Science

IBM helping Europe scan historical documents

Big Blue is working with the EU to help libraries, universities, and companies digitize documents using new scanning tools that provide greater accuracy.

Lance Whitney Contributing Writer

Lance Whitney is a freelance technology writer and trainer and a former IT professional. He's written for Time, CNET, PCMag, and several other publications. He's the author of two tech books--one on Windows and another on LinkedIn.

See full bio

Lance Whitney

Aug. 26, 2010 8:16 a.m. PT

2 min read

IBM and the European Union are teaming up to offer a better way to scan the massive collection of Europe's treasured historical documents.

Expanding on an existing collaboration project, Big Blue and the EU will now be working with more than two dozen libraries, research institutes, universities, and companies across Europe to help them digitize their rare books and documents.

The project known as Impact (Improving Access to Text), is using new tools and tapping into crowd sourcing to speed up the mass digitization process and ensure that the scanned documents are as accurate as possible. Impact will also play a role in making those scans available and searchable online, so that researchers and other people who can't access the actual documents will be able to view the scanned versions via the Internet.

On their own, libraries and other organizations have already spent the past couple of decades scanning their documents and converting them to text via OCR (optical character recognition). But the faded text and old-style fonts used in these historical documents have proved a challenge to traditional scanning and OCR software, rendering the process slow and the results inaccurate.

By combining new OCR technologies with "crowd computing," IBM said it believes Impact will greatly improve the quality and efficiency of the process. Big Blue's new Web-enabled OCR software will provide between 25 percent and 50 percent greater accuracy than standard OCR programs, according to IBM. The system will also be able to learn from its mistakes to better recognize specific fonts and character sets.
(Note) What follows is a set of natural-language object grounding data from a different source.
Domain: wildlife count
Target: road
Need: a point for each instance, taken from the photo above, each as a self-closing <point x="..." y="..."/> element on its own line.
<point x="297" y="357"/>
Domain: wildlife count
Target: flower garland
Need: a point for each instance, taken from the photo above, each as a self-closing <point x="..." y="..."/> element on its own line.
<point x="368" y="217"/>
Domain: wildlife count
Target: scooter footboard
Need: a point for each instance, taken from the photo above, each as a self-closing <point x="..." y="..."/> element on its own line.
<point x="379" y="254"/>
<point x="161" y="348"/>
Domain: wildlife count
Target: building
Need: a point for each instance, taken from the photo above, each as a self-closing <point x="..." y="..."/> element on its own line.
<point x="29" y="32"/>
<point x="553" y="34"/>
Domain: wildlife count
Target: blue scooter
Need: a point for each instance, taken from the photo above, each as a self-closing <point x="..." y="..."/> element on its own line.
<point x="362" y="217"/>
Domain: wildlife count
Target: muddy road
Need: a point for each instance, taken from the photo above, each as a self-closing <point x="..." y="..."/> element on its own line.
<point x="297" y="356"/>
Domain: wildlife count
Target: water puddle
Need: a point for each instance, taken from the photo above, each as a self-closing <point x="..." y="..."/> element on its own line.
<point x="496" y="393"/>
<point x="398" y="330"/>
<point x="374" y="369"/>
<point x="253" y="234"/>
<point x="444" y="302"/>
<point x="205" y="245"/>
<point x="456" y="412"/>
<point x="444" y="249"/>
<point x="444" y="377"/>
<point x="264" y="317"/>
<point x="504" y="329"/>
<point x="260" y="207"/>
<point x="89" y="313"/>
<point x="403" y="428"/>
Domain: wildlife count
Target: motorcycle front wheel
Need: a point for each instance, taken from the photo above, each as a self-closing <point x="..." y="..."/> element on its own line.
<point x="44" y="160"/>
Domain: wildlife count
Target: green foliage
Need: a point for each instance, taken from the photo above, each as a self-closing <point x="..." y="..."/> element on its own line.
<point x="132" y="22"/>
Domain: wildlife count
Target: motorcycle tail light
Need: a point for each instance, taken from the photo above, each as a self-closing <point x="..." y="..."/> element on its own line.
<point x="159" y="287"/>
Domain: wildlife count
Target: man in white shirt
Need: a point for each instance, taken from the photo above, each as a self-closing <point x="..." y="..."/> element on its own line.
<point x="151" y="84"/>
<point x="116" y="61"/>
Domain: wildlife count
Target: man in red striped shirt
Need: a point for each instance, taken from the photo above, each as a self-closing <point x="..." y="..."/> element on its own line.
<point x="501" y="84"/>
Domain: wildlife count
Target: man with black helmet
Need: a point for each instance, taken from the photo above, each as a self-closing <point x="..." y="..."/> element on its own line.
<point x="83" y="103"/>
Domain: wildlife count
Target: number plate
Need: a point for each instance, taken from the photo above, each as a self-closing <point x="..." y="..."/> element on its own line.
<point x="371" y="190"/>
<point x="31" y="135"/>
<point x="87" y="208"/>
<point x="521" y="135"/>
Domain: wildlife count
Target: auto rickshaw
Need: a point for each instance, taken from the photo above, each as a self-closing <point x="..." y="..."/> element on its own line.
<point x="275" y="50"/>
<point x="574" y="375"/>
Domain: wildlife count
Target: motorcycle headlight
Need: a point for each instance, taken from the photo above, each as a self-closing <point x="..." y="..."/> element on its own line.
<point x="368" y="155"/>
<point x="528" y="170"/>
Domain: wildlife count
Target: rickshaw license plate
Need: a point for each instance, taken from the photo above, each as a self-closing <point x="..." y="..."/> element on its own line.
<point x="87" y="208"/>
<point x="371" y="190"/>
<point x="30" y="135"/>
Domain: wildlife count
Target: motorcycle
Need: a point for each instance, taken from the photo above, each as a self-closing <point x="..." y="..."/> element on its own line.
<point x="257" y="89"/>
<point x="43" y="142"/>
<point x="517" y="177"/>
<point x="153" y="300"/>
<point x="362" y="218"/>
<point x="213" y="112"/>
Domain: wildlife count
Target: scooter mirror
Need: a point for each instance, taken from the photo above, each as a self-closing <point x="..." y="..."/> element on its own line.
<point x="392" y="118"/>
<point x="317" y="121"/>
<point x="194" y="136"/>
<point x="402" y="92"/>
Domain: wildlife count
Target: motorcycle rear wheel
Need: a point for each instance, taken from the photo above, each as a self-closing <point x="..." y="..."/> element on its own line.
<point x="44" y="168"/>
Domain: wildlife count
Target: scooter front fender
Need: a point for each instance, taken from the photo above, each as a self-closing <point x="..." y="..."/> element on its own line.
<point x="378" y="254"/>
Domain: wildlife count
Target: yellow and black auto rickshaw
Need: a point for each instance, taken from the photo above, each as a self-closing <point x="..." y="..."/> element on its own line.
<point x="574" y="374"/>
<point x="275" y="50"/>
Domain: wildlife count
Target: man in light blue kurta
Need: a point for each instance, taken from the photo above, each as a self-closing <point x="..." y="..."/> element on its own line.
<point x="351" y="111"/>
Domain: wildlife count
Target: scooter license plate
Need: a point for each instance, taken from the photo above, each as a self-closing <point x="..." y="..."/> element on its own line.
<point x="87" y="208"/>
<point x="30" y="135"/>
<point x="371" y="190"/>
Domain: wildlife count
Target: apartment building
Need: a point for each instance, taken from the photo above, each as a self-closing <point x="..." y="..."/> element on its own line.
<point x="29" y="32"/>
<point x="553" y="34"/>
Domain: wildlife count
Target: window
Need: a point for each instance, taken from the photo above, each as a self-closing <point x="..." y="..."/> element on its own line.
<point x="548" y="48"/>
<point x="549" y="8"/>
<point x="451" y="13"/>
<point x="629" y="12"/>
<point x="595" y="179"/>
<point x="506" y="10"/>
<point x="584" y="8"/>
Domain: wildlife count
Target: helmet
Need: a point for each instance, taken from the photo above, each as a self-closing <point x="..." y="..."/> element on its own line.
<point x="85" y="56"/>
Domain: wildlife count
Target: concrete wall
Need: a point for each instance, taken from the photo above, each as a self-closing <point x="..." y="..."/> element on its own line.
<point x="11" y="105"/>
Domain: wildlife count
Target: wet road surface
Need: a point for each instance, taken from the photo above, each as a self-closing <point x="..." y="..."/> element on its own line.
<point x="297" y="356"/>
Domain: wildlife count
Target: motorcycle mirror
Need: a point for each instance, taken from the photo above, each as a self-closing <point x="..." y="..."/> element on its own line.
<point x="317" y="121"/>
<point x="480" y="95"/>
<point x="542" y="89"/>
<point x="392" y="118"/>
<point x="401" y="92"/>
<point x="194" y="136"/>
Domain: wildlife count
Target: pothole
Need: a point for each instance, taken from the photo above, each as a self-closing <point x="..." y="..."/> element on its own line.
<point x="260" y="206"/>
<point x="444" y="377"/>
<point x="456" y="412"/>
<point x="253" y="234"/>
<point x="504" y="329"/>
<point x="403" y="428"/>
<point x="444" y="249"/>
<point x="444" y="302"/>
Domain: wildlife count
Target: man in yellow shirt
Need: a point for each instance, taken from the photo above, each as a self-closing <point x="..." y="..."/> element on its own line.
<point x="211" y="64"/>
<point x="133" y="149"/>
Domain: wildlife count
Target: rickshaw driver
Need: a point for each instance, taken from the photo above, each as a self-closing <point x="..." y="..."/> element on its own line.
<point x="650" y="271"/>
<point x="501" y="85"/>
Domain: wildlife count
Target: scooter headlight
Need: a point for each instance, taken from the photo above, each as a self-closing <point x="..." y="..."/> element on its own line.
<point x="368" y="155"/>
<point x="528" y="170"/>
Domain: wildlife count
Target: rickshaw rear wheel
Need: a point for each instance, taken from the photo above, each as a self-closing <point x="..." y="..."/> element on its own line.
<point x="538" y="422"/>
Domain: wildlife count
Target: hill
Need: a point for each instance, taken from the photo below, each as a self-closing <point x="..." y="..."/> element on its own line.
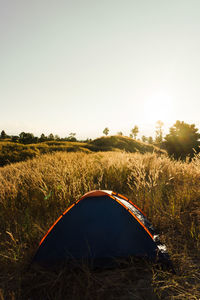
<point x="15" y="152"/>
<point x="117" y="142"/>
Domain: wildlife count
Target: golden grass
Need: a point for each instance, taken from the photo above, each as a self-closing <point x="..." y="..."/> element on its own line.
<point x="34" y="193"/>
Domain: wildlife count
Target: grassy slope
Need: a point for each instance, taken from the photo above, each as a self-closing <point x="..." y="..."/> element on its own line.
<point x="14" y="152"/>
<point x="114" y="143"/>
<point x="34" y="193"/>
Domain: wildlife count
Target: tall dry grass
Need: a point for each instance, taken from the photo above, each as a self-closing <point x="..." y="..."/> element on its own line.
<point x="34" y="193"/>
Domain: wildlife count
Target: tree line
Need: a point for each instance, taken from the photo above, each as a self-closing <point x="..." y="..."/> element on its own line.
<point x="181" y="141"/>
<point x="29" y="138"/>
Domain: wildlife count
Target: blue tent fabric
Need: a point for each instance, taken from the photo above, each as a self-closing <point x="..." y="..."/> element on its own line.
<point x="100" y="226"/>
Beyond the OCR component, though, the Impact project is also relying on the skills and expertise of the crowd, namely a large group of dedicated volunteers who will review each scan online to verify its accuracy. The volunteers will be able to identify any mistakes in the scanned text and quickly choose the right character from a list of suggestions.

Though Impact is backed by IBM's group in Haifa, Israel, the project will allow the libraries, universities, and other institutions to scan their documents independently on an ongoing basis. An IBM spokesperson told CNET that the overall project could very well involve tens of thousands of documents.

"Impact is remarkable in that it not only allows these prominent centers of culture to ultimately bring people closer to perhaps never before seen historically significant texts of heritage--but because it actually allows these people to become part of the preservation process," Tal Drory, manager of the document processing group at IBM Research in Haifa, said in a statement. "Impact offers the first digitization system that combines the power of crowd computing with an adaptive optical character recognition (OCR) correction solution that can achieve excellent recognition rates across all kinds of documents--from the 15th century right up through the 19th century."